Die Beitrittsverhandlungen der Ukraine mit der Europäischen Union gewinnen an Fahrt. Wie die Deutsche Presse-Agentur (dpa) meldet, gibt es im Erweiterungsprozess erste konkrete Fortschritte. Die Ukraine hat damit einen wichtigen Schritt in Richtung Mitgliedschaft gemacht, doch der Weg bleibt lang und von weiteren Reformen abhängig.
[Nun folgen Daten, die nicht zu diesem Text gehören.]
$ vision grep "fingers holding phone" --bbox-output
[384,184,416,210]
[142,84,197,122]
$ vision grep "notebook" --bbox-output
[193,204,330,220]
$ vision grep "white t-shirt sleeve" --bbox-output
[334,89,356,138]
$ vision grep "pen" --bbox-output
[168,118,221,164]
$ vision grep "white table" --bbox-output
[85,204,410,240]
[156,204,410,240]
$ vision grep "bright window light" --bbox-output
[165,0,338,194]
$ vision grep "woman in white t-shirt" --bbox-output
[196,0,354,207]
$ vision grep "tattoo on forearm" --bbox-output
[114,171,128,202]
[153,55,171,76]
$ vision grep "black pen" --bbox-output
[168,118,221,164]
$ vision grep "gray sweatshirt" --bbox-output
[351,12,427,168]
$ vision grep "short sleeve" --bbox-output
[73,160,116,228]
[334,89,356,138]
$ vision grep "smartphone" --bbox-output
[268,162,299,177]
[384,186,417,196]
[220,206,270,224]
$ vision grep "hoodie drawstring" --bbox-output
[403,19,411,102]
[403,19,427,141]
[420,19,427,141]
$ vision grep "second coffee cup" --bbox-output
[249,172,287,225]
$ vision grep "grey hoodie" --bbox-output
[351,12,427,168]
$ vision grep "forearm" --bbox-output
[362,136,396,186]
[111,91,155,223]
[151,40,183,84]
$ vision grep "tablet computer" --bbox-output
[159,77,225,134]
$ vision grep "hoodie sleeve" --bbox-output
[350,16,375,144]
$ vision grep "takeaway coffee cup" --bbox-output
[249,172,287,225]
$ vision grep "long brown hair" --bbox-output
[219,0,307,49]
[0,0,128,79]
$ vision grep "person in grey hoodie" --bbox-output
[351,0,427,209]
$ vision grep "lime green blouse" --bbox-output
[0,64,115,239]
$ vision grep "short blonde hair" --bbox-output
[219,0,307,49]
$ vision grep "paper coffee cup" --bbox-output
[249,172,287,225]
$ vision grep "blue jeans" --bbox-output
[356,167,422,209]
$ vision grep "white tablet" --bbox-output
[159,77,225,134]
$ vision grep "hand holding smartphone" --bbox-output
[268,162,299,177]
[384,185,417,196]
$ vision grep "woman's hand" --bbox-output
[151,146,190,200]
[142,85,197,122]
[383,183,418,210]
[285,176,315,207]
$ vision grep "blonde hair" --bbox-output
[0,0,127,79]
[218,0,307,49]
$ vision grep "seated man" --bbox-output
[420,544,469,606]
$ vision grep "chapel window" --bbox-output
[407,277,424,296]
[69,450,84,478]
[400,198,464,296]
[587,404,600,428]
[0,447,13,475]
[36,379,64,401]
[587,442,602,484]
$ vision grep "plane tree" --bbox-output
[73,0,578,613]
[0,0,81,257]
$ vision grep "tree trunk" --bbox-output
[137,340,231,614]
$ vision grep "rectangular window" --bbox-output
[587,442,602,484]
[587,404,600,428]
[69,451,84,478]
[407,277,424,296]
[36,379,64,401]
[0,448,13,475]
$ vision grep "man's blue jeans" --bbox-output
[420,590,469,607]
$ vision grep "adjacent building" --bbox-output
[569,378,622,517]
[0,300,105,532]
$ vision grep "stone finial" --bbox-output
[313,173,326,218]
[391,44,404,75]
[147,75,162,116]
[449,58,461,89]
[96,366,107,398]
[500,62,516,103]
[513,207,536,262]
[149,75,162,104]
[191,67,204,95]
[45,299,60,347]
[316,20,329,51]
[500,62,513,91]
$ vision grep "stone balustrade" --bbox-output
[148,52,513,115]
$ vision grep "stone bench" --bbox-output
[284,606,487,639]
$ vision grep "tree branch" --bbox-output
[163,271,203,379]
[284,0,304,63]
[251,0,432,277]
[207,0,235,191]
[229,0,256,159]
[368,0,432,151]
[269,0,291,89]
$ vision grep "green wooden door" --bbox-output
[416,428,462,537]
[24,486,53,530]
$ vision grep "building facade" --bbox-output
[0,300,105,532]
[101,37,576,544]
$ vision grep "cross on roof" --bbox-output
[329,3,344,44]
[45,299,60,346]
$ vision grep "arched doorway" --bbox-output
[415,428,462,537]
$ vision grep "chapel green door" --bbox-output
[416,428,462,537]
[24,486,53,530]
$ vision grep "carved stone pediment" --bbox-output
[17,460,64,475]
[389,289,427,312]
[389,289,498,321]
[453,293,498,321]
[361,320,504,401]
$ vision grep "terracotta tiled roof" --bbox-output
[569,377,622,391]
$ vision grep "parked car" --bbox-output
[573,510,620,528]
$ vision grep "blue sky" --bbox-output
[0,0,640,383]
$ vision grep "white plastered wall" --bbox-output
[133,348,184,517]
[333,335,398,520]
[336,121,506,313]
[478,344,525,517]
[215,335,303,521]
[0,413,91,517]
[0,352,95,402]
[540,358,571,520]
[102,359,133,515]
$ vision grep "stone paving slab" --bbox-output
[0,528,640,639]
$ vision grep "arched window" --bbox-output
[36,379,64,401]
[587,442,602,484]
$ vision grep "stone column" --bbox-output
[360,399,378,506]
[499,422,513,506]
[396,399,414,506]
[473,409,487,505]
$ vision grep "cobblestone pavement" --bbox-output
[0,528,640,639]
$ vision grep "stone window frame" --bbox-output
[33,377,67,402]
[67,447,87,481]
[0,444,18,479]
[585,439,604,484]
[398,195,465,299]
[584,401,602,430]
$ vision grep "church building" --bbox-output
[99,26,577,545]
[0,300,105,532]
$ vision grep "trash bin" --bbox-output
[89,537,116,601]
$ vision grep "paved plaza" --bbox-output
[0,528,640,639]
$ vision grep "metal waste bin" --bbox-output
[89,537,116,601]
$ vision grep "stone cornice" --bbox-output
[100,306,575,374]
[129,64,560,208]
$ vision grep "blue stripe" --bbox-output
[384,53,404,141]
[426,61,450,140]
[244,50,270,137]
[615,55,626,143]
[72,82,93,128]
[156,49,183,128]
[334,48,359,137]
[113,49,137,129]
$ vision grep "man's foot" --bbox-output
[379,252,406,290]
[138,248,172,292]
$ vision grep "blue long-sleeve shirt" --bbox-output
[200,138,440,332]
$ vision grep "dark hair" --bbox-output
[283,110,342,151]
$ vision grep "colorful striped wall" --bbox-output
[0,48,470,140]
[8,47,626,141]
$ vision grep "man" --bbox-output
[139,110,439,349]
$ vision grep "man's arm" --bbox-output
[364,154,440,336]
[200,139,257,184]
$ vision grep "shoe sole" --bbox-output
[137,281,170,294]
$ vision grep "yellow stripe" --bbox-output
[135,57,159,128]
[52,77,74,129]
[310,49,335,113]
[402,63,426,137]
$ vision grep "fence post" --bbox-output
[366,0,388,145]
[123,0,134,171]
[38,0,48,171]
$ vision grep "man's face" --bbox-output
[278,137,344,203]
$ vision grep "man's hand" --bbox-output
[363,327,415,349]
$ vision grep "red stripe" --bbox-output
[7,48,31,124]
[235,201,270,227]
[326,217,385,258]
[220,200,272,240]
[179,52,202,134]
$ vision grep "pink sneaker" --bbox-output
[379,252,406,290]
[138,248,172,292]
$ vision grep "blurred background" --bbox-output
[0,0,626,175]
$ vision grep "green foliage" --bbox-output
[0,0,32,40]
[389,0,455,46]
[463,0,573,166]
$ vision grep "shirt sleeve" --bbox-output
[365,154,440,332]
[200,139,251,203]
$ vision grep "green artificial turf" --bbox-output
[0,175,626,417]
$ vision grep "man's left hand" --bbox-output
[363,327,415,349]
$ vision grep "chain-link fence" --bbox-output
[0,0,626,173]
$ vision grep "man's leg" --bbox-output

Frankreich plant erste Militärmanöver mit Schutztruppe
Parallel zu den Verhandlungen unternehmen westliche Unterstützerstaaten weitere Schritte zur Stärkung der Ukraine. Bei einem Treffen in Paris kündigte Frankreichs Präsident Emmanuel Macron an, dass eine geplante internationale Schutztruppe in den kommenden Monaten erstmals Militärmanöver in Nachbarstaaten der Ukraine durchführen werde. Dies soll die Entschlossenheit der sogenannten Koalition der Willigen unterstreichen.
EU-Beitrittsverhandlungen brauchen Zeit und Geduld
Die Bundesregierung betont indes, dass trotz der positiven Signale keine überstürzten Erwartungen geweckt werden sollten. Die Beitrittsverhandlungen seien ein komplexer Prozess, der Zeit und Geduld erfordere. Dennoch wird die aktuelle Dynamik als Zeichen gewertet, dass die EU die Ukraine auf ihrem Weg in die Gemeinschaft ernsthaft unterstützt.
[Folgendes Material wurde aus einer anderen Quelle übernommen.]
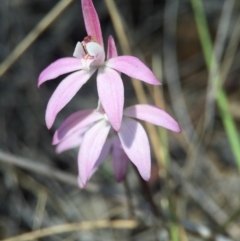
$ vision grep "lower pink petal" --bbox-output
[124,105,181,132]
[105,56,161,85]
[118,117,151,181]
[97,67,124,131]
[45,69,96,129]
[52,110,103,145]
[38,58,82,87]
[78,120,110,186]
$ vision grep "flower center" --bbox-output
[81,36,98,59]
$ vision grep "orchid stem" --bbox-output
[134,166,160,218]
[123,176,135,218]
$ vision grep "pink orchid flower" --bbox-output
[38,0,160,131]
[52,105,180,188]
[56,126,128,183]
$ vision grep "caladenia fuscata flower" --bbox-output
[38,0,160,131]
[52,105,180,188]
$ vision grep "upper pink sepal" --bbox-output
[52,110,103,145]
[107,35,118,59]
[97,68,124,131]
[45,69,96,129]
[118,117,151,181]
[112,137,128,182]
[38,57,82,87]
[78,120,111,187]
[73,42,86,59]
[82,0,103,46]
[124,105,181,132]
[105,56,161,85]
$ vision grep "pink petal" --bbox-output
[107,35,118,59]
[124,105,181,132]
[56,128,86,154]
[82,0,103,46]
[105,56,161,85]
[97,67,124,131]
[73,42,86,59]
[118,117,151,181]
[38,58,82,87]
[78,120,111,186]
[45,69,96,129]
[52,110,103,145]
[113,137,128,182]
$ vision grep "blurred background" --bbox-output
[0,0,240,241]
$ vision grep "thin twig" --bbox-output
[1,220,139,241]
[0,150,98,191]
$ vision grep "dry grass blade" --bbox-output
[0,151,98,191]
[0,0,73,77]
[1,220,139,241]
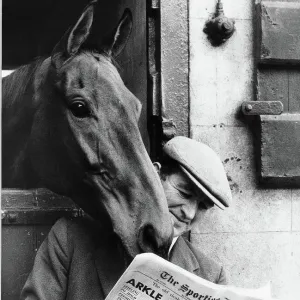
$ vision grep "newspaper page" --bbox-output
[106,253,272,300]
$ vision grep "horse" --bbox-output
[2,1,172,257]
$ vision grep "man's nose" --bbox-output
[181,201,198,221]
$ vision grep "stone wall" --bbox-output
[189,0,300,300]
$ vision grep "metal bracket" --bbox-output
[242,101,283,116]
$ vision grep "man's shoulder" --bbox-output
[184,239,222,270]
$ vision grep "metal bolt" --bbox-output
[245,104,253,112]
[1,209,7,220]
[7,213,18,223]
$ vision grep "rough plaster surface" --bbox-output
[191,232,300,300]
[189,0,300,300]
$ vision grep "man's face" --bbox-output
[162,169,205,237]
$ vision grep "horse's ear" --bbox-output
[105,8,132,57]
[51,0,97,68]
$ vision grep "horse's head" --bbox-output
[29,4,172,256]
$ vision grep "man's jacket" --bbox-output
[21,218,226,300]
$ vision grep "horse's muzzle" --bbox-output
[138,224,172,259]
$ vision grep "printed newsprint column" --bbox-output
[106,253,272,300]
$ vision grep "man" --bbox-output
[21,137,231,300]
[154,136,232,284]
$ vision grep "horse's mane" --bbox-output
[2,57,45,109]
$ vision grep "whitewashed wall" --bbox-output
[189,0,300,300]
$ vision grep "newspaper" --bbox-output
[106,253,272,300]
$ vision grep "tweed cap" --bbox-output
[163,136,232,209]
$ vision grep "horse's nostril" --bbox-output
[138,224,169,258]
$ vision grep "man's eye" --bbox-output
[179,190,192,199]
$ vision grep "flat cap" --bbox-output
[163,136,232,209]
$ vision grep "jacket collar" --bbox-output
[169,236,200,273]
[95,235,128,299]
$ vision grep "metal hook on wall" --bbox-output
[203,0,235,46]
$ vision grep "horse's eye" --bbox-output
[70,101,90,118]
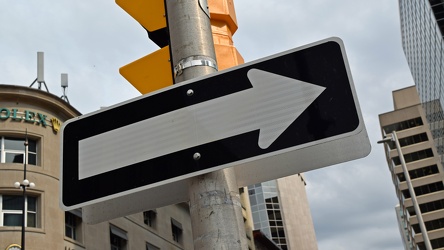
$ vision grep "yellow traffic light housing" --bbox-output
[116,0,173,94]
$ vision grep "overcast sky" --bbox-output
[0,0,413,250]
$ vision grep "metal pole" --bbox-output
[21,134,28,250]
[165,0,248,250]
[392,131,433,250]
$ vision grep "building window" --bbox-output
[171,218,182,243]
[146,242,160,250]
[265,196,287,249]
[143,210,156,227]
[110,225,128,250]
[383,117,423,134]
[0,136,37,165]
[65,209,82,242]
[392,149,433,165]
[398,165,439,182]
[0,195,38,227]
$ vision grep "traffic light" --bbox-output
[208,0,244,70]
[116,0,173,94]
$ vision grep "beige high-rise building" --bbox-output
[379,86,444,249]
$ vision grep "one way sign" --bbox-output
[61,38,370,221]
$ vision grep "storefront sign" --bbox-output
[0,108,60,132]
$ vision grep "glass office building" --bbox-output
[399,0,444,158]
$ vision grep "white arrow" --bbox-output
[79,69,325,179]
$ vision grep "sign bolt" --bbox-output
[193,153,201,161]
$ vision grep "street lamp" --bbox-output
[14,135,35,250]
[378,131,433,250]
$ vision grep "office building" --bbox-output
[399,0,444,160]
[248,174,317,250]
[0,85,193,250]
[379,86,444,249]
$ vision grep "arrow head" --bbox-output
[247,69,325,149]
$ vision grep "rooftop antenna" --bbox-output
[60,73,69,103]
[29,52,49,93]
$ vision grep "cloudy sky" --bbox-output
[0,0,413,250]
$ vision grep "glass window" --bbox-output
[146,242,160,250]
[110,225,128,250]
[0,195,38,227]
[171,218,182,243]
[65,209,82,242]
[0,137,37,165]
[143,210,156,227]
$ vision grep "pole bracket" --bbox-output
[174,56,217,78]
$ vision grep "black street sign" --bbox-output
[61,38,370,221]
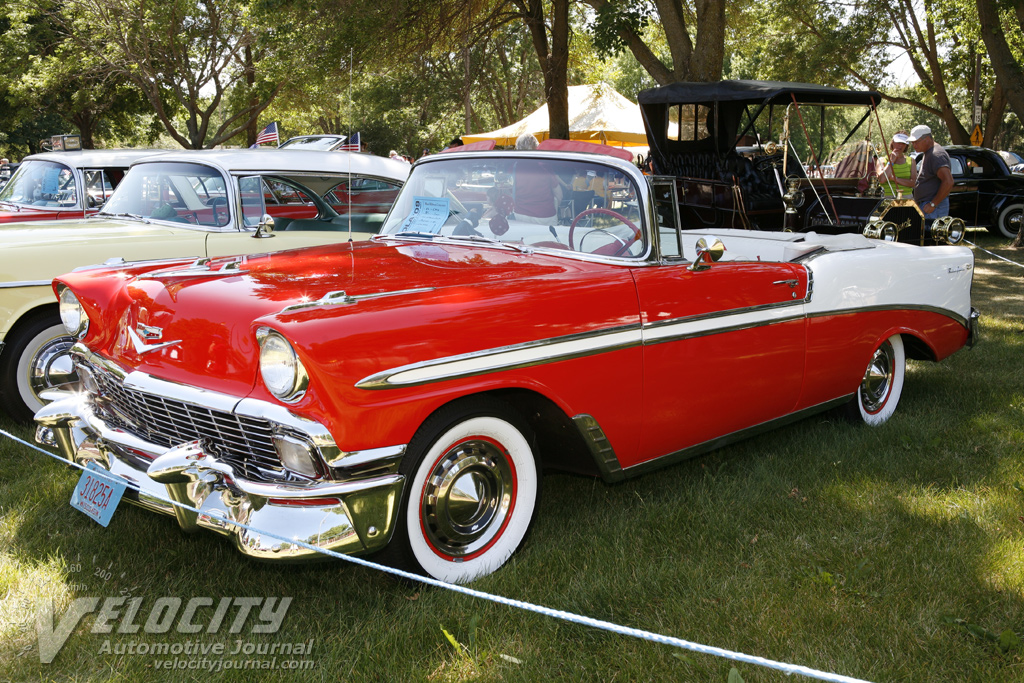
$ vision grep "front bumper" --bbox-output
[36,391,404,561]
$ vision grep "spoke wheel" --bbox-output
[380,398,540,584]
[850,335,906,426]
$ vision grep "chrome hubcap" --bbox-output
[421,439,515,558]
[29,337,77,397]
[860,340,895,413]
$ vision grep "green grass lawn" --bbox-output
[0,232,1024,683]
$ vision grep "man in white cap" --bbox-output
[910,126,953,220]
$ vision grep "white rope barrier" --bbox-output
[964,240,1024,268]
[0,429,868,683]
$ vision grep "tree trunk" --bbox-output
[513,0,569,140]
[976,0,1024,123]
[243,45,258,147]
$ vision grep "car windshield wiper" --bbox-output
[384,230,437,240]
[447,234,532,254]
[96,211,150,223]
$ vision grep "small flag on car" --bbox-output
[338,133,359,152]
[253,121,280,146]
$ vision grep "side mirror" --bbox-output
[688,238,725,270]
[253,213,273,240]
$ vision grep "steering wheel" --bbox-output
[209,197,230,225]
[568,208,642,256]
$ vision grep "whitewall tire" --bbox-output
[392,400,540,584]
[849,335,906,427]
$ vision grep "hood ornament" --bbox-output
[128,323,181,355]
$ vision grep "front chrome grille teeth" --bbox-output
[81,360,292,481]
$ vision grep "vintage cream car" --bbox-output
[0,150,410,421]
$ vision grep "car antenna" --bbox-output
[345,47,358,244]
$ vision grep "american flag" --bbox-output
[256,121,281,144]
[338,133,359,152]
Ukraine setzt Reformen für EU-Mitgliedschaft um
Die Ukraine selbst hat in den vergangenen Monaten bereits wichtige Reformen umgesetzt, um die Kriterien für eine EU-Mitgliedschaft zu erfüllen. Dazu gehören Fortschritte bei der Korruptionsbekämpfung, der Rechtsstaatlichkeit und der Anpassung an europäische Standards. Diese Schritte werden von der EU anerkannt, doch weitere Anpassungen sind notwendig.
Internationale Gemeinschaft stärkt Ukraine militärisch
Die Ankündigung der Militärmanöver zeigt zudem, dass die Unterstützung für die Ukraine über die politischen Verhandlungen hinausgeht. Die internationale Gemeinschaft signalisiert damit ihre Bereitschaft, das Land nicht nur politisch, sondern auch militärisch zu stärken.